DevOps/SRE Engineer
ApplyWe are looking for a DevOps Engineer with an affinity for SRE (Site/Service Reliability Engineering). Are you enthusiastic about the latest technologies in the field of Infrastructure as Code, Containers and Cloud Technologies? Would you like to work in a unique, interesting and dynamic working environment that focuses on the connection between science, ICT and society? Would you like to design and develop the most comprehensive and user-friendly cloud services for research and education? Do you enjoy working with stakeholders? Then read on!
Where you will work
SURF is the ICT cooperative for Dutch educational and research institutions. Together with them, we work on digital services and complex innovation challenges to enhance the quality of education and research.
The HPC Cloud team works closely with other SURF teams, public cloud providers and the European Open Science Cloud (EOSC) to offer the SURF Research Cloud (SRC) service and the national EOSC node. SURF Research Cloud creates efficient virtual research environments at national and international level. This enables users to increase their scientific impact. We take the time to get to know and understand the scientists, translate their projects into technical and user requirements, and work together to find a solution.
The team you will join
The HPC Cloud team is an energetic and multidisciplinary DevOps team. We have seven nationalities and are very internationally oriented. We develop, manage and support SURF Research Cloud and collaborate with the European Open Science Cloud. To this end, we maintain contracts with SURF members, national and international research infrastructures and research communities. In addition to our daily work, we also organise fun activities together.
Working at SURF means working for a unique and open organisation. This is evident in everything: the structure of the organisation, the set-up of the project teams, the culture in our offices and the atmosphere among colleagues. SURF offers excellent terms of employment and a flexible approach to work/life balance. Employees enjoy working independently. In addition, everyone is given the space and freedom to use and develop their talents as effectively and broadly as possible.
What you will do
You will contribute to the development of the DevOps and Agile culture within SURF. In addition, you will proactively participate in the design and implementation of services running on platforms such as Kubernetes, Openstack, AWS, Azure, Google GCI and Oracle OCI, both for our internal users (e.g. development teams, consultants) and for end users in science, research and education.
What else you are involved in
- You will actively participate in the ongoing process of (re)designing our range of cloud services. All software for the services you work with has been developed by SURF and is open source.

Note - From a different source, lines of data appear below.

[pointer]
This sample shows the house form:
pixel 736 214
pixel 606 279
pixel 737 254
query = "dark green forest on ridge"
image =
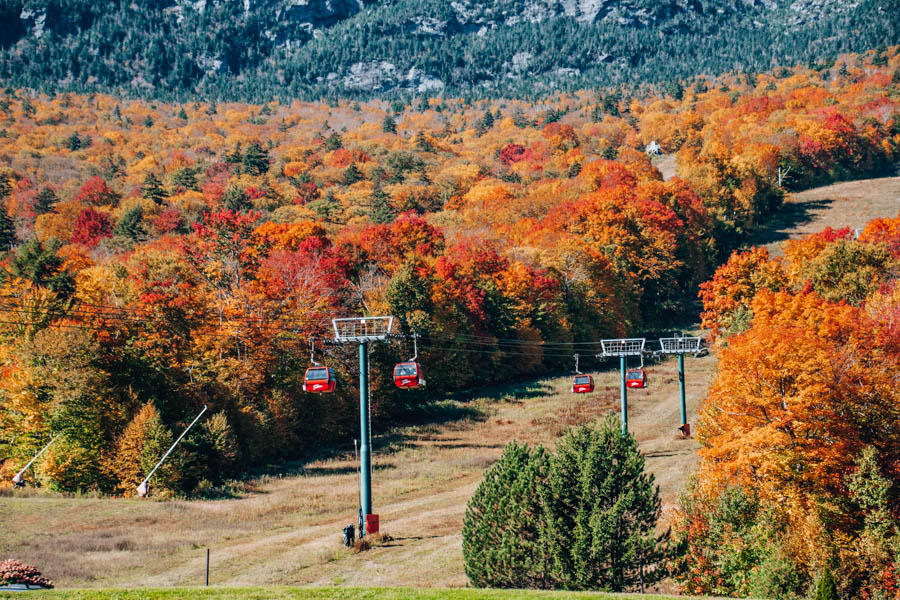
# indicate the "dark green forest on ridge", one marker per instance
pixel 226 50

- You will work extensively with Kubernetes, creating implementations and solving problems, and you will feed your findings back into the codebase to improve the overall quality of our CI/CD infrastructure as code. This includes associated monitoring, logging, and alerting.

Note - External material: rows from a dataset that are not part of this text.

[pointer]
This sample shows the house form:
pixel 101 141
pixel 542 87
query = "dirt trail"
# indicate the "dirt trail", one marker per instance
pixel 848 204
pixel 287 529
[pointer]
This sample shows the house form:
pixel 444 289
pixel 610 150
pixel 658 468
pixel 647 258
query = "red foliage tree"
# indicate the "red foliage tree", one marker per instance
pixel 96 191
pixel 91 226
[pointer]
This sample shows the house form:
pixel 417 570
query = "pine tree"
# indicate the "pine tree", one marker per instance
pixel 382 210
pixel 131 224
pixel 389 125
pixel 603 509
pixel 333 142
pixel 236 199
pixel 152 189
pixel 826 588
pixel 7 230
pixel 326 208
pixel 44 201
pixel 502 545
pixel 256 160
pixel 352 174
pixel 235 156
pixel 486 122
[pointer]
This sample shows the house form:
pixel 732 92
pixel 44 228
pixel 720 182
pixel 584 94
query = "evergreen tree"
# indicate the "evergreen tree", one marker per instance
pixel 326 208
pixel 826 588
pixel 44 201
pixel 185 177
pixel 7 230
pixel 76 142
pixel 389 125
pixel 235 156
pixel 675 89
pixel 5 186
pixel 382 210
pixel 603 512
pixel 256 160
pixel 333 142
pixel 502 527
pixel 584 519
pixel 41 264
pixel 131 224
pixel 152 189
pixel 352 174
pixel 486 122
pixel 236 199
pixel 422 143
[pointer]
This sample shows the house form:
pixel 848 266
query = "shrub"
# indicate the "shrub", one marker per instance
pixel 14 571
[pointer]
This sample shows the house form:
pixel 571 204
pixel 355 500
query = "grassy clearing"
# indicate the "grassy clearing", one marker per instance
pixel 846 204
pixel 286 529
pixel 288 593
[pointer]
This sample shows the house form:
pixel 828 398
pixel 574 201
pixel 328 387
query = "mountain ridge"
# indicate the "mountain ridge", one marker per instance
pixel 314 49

- You will improve the security and reliability of our infrastructure, with a focus on IAM, secrets management and compliance. You will also contribute to the documentation of processes, systems and best practices to ensure knowledge sharing and maintain transparency within the team.

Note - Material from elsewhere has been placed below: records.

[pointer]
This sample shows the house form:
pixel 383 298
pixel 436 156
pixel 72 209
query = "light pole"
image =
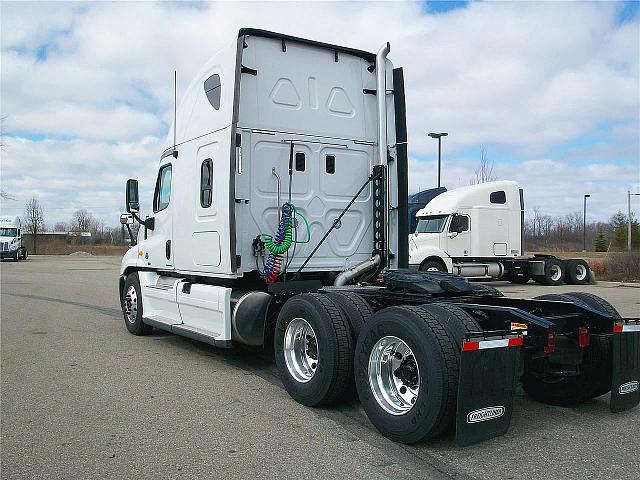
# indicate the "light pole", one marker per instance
pixel 629 218
pixel 439 137
pixel 584 224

- You will work with suppliers and users to link state-of-the-art technologies to potential future research and educational needs.
- You will participate in developers sprint meetings.
The technology you will be working with
- You will develop and maintain Terraform modules, Ansible Playbooks and Helm Charts, with a dash of Bash and Python.
- You will design, implement and optimise CI/CD pipelines (GitLab) to deploy services on Kubernetes and public clouds.
- You will work with tools such as Prometheus, Grafana and ELK Stack.
- The SRC technology stack consists of: Terraform, Vault, Packer, Ansible, Docker Compose and Kubernetes. The clouds we support are on-premise OpenStack, AWS, Azure, Oracle and Google Cloud Platform. We are working on other hypervisors, job-based systems and clouds. SRC supports various Linux variants and MS Windows on virtual machines.
Your skills and experience
- You have a bachelor's or master's degree in a technical discipline.
- You are familiar with DevOps and Git-oriented approaches and are willing to help and guide others in applying these methodologies.
- You feel comfortable taking responsibility for the availability, performance and monitoring of services.
- You are curious about emerging technologies; words such as Docker and Kubernetes are part of your “normal” toolbox, but you are also very familiar with the “basics” (also known as Linux skills).
- You have experience with a programming or scripting language, such as Python, and are familiar with configuration management tools and Infrastructure as Code (Ansible, Terraform, etc.).
- You understand and appreciate the complexity of multi-layered IT environments and have a functional understanding of concepts and definitions such as: frontend, backend, databases, network topologies, identity management, security groups, firewalls, service meshes, service discovery, zero-trust, etc.
- You are service-oriented, solution-oriented and feel comfortable in a team where we share what we don't know, we ask for help and guidance, we don't hide mistakes and we work hard to make each other better and more productive.
- Previous experience with a cloud provider is strongly preferred, but where necessary we can supplement this later.
Prior to starting this job, a VOG must be presented.
SURF takes pleasure in doing its recruitment itself; acquisition is therefore not appreciated.